"Why am I getting thousands of numbers instead of bounding boxes?"

This confusion usually comes from a common misconception YOLO does not output final detections. What it actually produces is a large tensor of raw predictions, containing thousands of candidate boxes, each with geometry, objectness confidence, and class probabilities. At this stage, YOLO is essentially saying:

"Here are many possible boxes. You decide which ones are real."

Understanding this output tensor is the single most important step in correctly deploying YOLO models in production especially when working with C++ and ONNX Runtime, where nothing is abstracted away for you.

If you've ever struggled with YOLO post-processing, incorrect indexing, or confidence calculations that "almost work but not quite", this post is meant to remove that confusion for good.

Let's start by understanding what YOLO actually outputs and why bounding boxes don't exist yet.

Before we look at tensor shapes or indexing, it's important to understand where exactly we are in the YOLO inference flow.

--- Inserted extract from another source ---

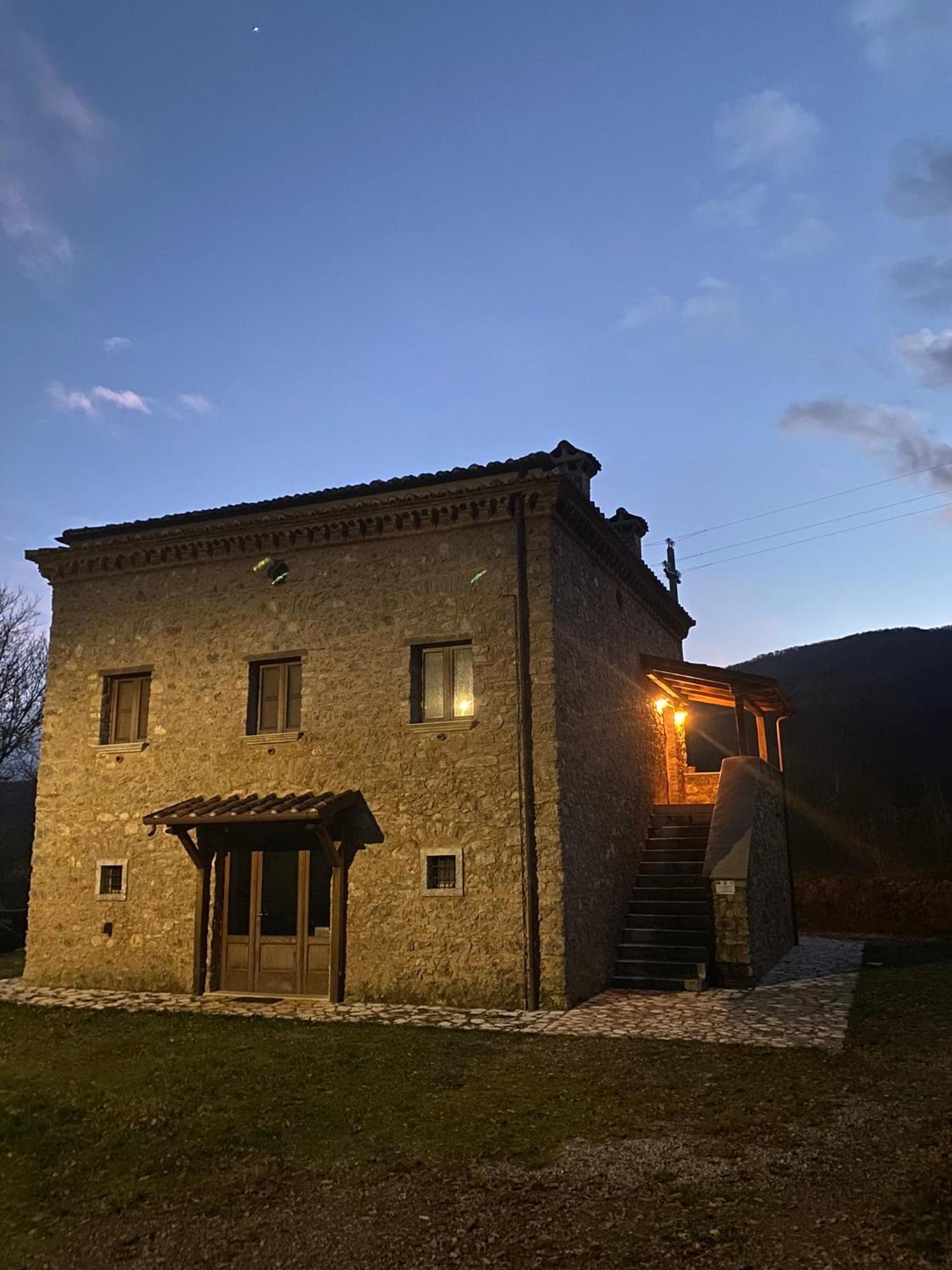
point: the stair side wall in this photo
(611, 752)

A typical YOLO inference pipeline looks like this:

Image
  ↓
Preprocessing (resize, letterbox, normalize)
  ↓
ONNX Runtime inference
  ↓
session.Run()
  ↓
Ort::Value (YOLO output tensor)   ← WE ARE HERE
  ↓
Post-processing (decode + filter + NMS)
  ↓
Final bounding boxes

At this point:

  • The model has already run successfully
  • ONNX Runtime has returned an Ort::Value
  • No bounding boxes exist yet

What we have is a raw output tensor, and our job is to interpret and decode it correctly.

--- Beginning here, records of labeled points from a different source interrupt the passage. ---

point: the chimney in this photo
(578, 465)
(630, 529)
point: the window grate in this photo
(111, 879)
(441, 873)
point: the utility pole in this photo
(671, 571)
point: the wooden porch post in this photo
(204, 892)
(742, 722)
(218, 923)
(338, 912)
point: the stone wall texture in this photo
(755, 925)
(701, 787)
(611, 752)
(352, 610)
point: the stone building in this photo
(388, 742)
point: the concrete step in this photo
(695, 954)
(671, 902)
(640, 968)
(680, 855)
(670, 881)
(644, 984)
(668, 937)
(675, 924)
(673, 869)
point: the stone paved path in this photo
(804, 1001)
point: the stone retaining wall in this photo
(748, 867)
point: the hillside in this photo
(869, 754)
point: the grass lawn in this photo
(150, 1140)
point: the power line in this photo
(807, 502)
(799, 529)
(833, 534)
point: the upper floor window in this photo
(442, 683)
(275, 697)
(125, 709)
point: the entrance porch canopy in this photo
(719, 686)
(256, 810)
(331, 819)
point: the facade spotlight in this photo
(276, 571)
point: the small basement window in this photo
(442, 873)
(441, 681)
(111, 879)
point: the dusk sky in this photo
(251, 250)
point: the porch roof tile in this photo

What session.Run() Actually Returns

After calling ONNX Runtime inference:

std::vector<Ort::Value> output_tensors = session.Run(
    Ort::RunOptions{nullptr},
    input_names.data(),
    &input_tensor,
    1,
    output_names.data(),
    output_names.size()
);

You receive one or more Ort::Value objects.

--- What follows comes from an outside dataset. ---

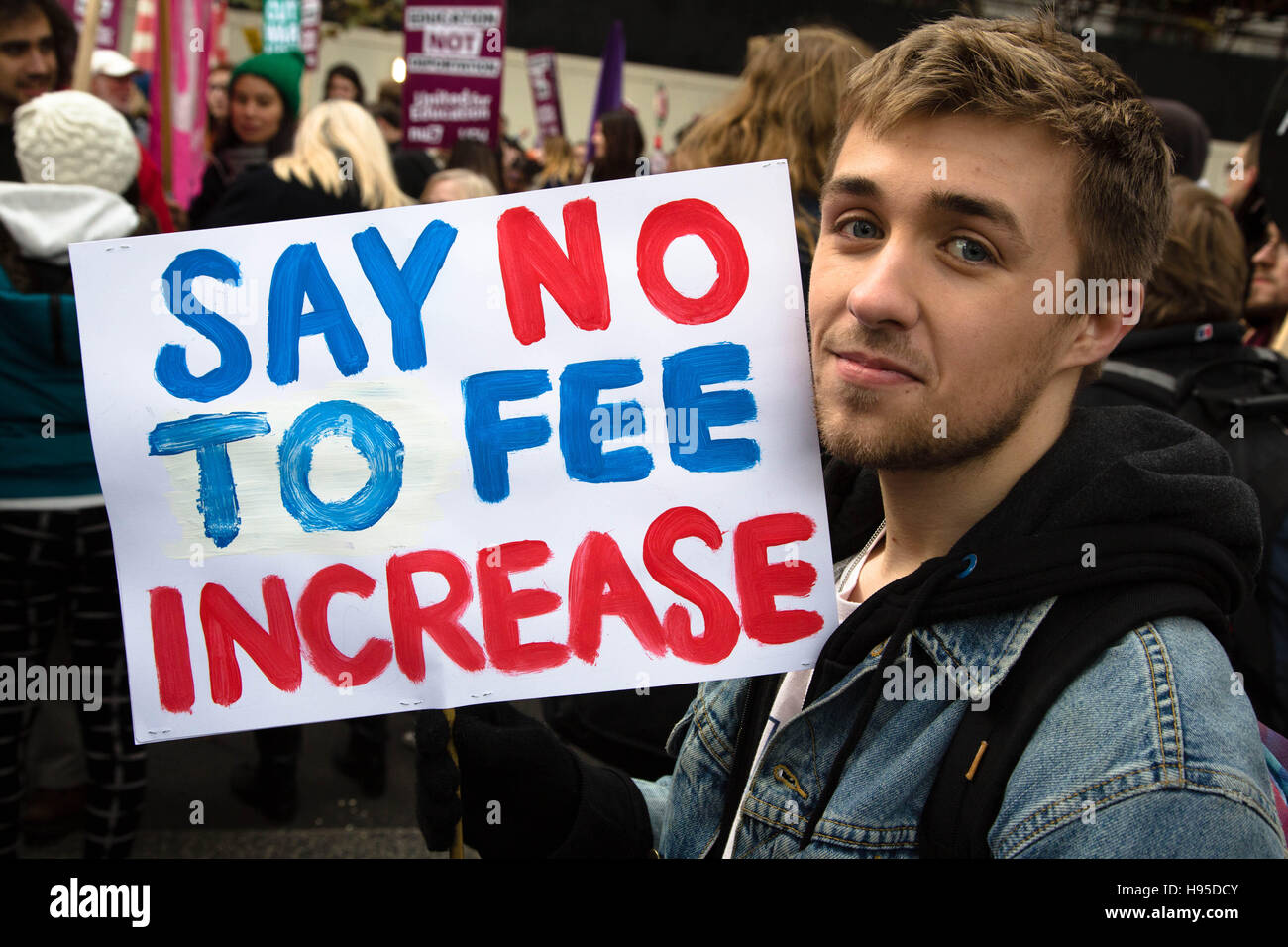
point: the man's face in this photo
(925, 342)
(1267, 295)
(29, 63)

For YOLO models, the first output is typically:

  • A 3D tensor
  • Containing predictions for thousands of candidate boxes
  • With no filtering or decoding applied

This tensor is not human-readable, and it is not final output.

First: what YOLO actually outputs

YOLO does NOT output final boxes. It outputs raw predictions for many candidate boxes.

Think of YOLO as a "proposal generator"

YOLO effectively says:

"Here are thousands of possible boxes. You decide which ones are real."

What is a "candidate box"?

Each candidate corresponds to:

  • A grid cell
  • An anchor (depending on the YOLO version)

YOLO predicts many such candidates per image.

What each candidate contains

For each candidate, YOLO outputs a vector with three parts.

1. Box geometry

Usually 4 values:

tx, ty, tw, th

These are not final pixel coordinates.

They represent:

  • Offsets relative to a grid cell
  • Width and height in model space

2. Objectness confidence

One value:

objectness

This answers:

"Is there any object here?"

Value range:

0 → background
1 → object

3. Class scores

One value per class:

c1, c2, c3, ..., cN

These answer:

"If there is an object, what is it?"

These are conditional probabilities. One candidate vector (example)

For COCO (80 classes):

[ tx, ty, tw, th, objectness, c1, c2, ..., c80 ]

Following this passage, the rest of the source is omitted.